In the Bible we see numerous – crisis / waiting / journey out – stories. Because they are real life they don’t quite match Lord of the Rings; they do however more closely reflect what we experience. My two standard journey stories to use with the boys are Abraham at the beginning of the school year; and the Magi as we return after Christmas. However these do not really capture the journey we face this year. A much better ‘journey story’ for us is the Exile. There was no deciding to set out on that journey: the Jews had it thrust upon them very much against their wishes. In the 7th century BC the Babylonians conquered Jerusalem. They destroyed the temple and everything in which the Jews had their security; and hauled them all off to be slaves in Babylon. There, in that alien land, they had to make new lives, work out how to thrive and prepare themselves – actually their descendants – for a return to Jerusalem and the rebuilding of the temple. Their world was turned upside down, all they had trusted in was gone, they had to rethink everything from scratch and put a new life together. That captures far better the situation in which we find ourselves. But it was during the Exile that the Jews developed an understanding of themselves and God which forged them into the people who are still with us today. It is that understanding of God developed during the Exile that has been taken on into Christianity. The Exile forced the Jews to develop their thinking in ways that delivered truths that have lasted for millenia.

Journeys into the unknown, and producing order from chaos, are very rarely safe processes. We are confronted at present with demands for schools to be safe for pupils and staff. There is however no such thing as ‘safe’; and there never has been. Schools have never been safe in an absolute sense. At age 10 my daughter managed to break her arm on the way to a flute lesson at her extremely well-run Prep School. What do we do? Ban flute lessons? Ensure all children are wearing suitable protective equipment when they leave the classroom for a music lesson? Or simply write it off to what school children tend to do.

We would all like to return to the level of ‘safe’ we had before Covid-19. That may simply be impossible; instead we would do well to adjust our understanding of safe. Safety and comfort and satisfaction with life are all relative. I was always amazed at my Grandfather’s apparent satisfaction with his lot. I considered his unmodernised 2 bed terrace in Manchester they had lived in since the 1930s to be a rather low standard of living. As I got older, I realised that a man who went to work in a mill aged about 13, was involved in the Battle of Passchendaele, brought up his two daughters during the depression, was an air raid warden during the Manchester blitz would have a radically different understanding of safe, comfort and satisfaction with life than I had.

I am guessing during the Autumn term we will be consolidating those skills developed during the summer term of putting plans together in 24 hours, implementing them, starting to tweak them to improve … and then scrapping them to put together a new set of plans in 24 hours, implement them … and repeat. This will be very difficult for the “this is the way we have always done it” cohort.

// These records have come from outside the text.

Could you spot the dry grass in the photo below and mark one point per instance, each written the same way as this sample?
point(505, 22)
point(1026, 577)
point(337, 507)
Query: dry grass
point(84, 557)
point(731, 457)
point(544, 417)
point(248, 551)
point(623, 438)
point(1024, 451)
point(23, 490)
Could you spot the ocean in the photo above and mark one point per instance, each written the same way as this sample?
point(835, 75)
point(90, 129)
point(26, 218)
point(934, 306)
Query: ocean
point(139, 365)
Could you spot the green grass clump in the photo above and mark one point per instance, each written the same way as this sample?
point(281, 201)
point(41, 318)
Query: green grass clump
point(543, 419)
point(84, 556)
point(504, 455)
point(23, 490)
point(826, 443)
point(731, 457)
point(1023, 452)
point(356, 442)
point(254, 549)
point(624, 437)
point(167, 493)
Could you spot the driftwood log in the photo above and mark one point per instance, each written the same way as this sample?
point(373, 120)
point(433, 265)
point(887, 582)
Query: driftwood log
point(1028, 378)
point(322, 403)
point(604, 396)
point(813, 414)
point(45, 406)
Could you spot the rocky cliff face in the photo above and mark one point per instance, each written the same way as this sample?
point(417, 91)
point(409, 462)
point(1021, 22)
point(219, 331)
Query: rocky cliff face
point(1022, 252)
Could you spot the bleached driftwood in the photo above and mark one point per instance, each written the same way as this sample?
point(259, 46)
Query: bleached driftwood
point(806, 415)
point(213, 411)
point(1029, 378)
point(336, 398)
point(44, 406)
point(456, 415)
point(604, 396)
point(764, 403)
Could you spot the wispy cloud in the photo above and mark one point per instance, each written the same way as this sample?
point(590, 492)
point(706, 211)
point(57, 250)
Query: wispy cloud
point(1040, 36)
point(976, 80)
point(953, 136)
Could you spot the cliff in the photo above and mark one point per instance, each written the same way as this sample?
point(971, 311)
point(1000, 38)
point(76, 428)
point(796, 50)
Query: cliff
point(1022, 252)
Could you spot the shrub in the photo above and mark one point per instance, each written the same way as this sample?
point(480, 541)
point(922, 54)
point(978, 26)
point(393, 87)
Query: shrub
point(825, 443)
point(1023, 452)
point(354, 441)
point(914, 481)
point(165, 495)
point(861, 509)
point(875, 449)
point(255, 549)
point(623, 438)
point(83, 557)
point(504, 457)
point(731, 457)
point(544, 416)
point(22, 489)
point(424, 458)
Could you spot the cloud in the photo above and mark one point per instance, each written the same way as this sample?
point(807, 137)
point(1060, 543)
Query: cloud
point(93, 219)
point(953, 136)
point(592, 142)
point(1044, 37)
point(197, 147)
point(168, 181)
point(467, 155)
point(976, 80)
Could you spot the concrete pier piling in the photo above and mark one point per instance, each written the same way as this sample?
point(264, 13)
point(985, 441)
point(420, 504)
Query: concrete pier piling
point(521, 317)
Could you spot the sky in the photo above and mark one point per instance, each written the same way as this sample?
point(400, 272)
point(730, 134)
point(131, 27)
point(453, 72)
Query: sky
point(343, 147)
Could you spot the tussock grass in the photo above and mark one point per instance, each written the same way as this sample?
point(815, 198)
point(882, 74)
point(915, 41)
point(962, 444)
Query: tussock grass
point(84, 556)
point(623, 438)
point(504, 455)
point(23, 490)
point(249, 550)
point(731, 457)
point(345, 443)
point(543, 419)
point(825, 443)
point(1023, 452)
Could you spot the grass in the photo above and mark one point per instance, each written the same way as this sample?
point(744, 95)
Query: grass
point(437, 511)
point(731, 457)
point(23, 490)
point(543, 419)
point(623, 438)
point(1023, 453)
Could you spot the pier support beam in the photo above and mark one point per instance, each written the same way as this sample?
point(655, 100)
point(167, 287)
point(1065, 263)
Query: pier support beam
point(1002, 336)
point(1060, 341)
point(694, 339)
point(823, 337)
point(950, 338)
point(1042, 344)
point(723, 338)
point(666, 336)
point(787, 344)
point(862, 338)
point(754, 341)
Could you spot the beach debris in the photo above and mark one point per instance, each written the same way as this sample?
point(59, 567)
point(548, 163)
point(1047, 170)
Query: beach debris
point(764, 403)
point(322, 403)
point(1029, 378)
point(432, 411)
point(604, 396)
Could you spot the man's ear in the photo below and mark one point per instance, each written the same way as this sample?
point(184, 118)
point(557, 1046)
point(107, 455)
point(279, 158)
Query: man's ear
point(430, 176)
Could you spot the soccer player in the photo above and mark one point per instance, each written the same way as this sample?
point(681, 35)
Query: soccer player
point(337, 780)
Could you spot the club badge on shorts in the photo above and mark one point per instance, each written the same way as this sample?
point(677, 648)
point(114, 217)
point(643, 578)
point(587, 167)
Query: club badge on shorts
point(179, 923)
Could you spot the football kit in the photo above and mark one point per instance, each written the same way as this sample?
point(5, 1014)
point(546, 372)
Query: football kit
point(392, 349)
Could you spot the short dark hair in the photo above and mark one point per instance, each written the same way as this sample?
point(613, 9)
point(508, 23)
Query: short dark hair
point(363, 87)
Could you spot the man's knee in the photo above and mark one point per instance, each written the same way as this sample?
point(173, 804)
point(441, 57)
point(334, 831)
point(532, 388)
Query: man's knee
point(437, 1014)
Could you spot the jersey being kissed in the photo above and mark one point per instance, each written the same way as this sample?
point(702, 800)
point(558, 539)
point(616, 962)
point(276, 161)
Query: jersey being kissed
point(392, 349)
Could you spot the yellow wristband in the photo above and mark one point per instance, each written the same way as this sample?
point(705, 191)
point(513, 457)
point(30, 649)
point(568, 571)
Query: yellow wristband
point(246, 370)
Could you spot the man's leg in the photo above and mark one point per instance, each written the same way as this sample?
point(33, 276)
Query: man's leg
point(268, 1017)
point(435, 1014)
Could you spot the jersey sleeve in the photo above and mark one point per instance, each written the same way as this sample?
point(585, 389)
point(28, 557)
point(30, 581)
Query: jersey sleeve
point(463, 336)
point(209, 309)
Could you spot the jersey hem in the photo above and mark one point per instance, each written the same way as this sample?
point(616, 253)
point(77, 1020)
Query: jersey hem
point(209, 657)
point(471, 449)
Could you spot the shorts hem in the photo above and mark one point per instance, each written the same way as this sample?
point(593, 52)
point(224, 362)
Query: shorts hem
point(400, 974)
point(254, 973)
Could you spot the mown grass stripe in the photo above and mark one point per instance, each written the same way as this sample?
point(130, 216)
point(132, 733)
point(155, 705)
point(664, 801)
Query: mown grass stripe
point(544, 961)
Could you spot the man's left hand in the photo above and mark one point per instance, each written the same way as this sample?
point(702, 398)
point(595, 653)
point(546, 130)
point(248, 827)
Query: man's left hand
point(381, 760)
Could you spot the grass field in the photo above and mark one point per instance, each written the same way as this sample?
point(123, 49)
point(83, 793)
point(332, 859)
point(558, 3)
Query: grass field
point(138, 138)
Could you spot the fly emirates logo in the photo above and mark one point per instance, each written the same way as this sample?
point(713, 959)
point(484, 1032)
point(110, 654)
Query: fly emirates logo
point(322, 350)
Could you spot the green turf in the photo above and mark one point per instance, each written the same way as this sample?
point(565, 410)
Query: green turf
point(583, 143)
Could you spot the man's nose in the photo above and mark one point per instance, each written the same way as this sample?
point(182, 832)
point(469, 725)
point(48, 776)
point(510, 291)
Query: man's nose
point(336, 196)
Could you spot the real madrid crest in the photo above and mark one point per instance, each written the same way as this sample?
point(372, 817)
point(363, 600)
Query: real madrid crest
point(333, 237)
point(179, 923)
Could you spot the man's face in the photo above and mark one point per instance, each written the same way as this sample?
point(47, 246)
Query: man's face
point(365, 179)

To generate good quality education for the pupils we will need considerable agility and willingness to take risks .

The next few years are going to be a difficult journey as we are hauled out of our comfort and stability into the Exile of Covid-19 land. There will inevitably be casualties of varying degrees of severity during the process. But let us be reassured by the knowledge that just as the Jews were able to find God in deep and meaningful ways in that alien land of Babylon, we can be sustained by God’s presence on the difficult journey ahead and the unsettling experience of running schools in a pandemic.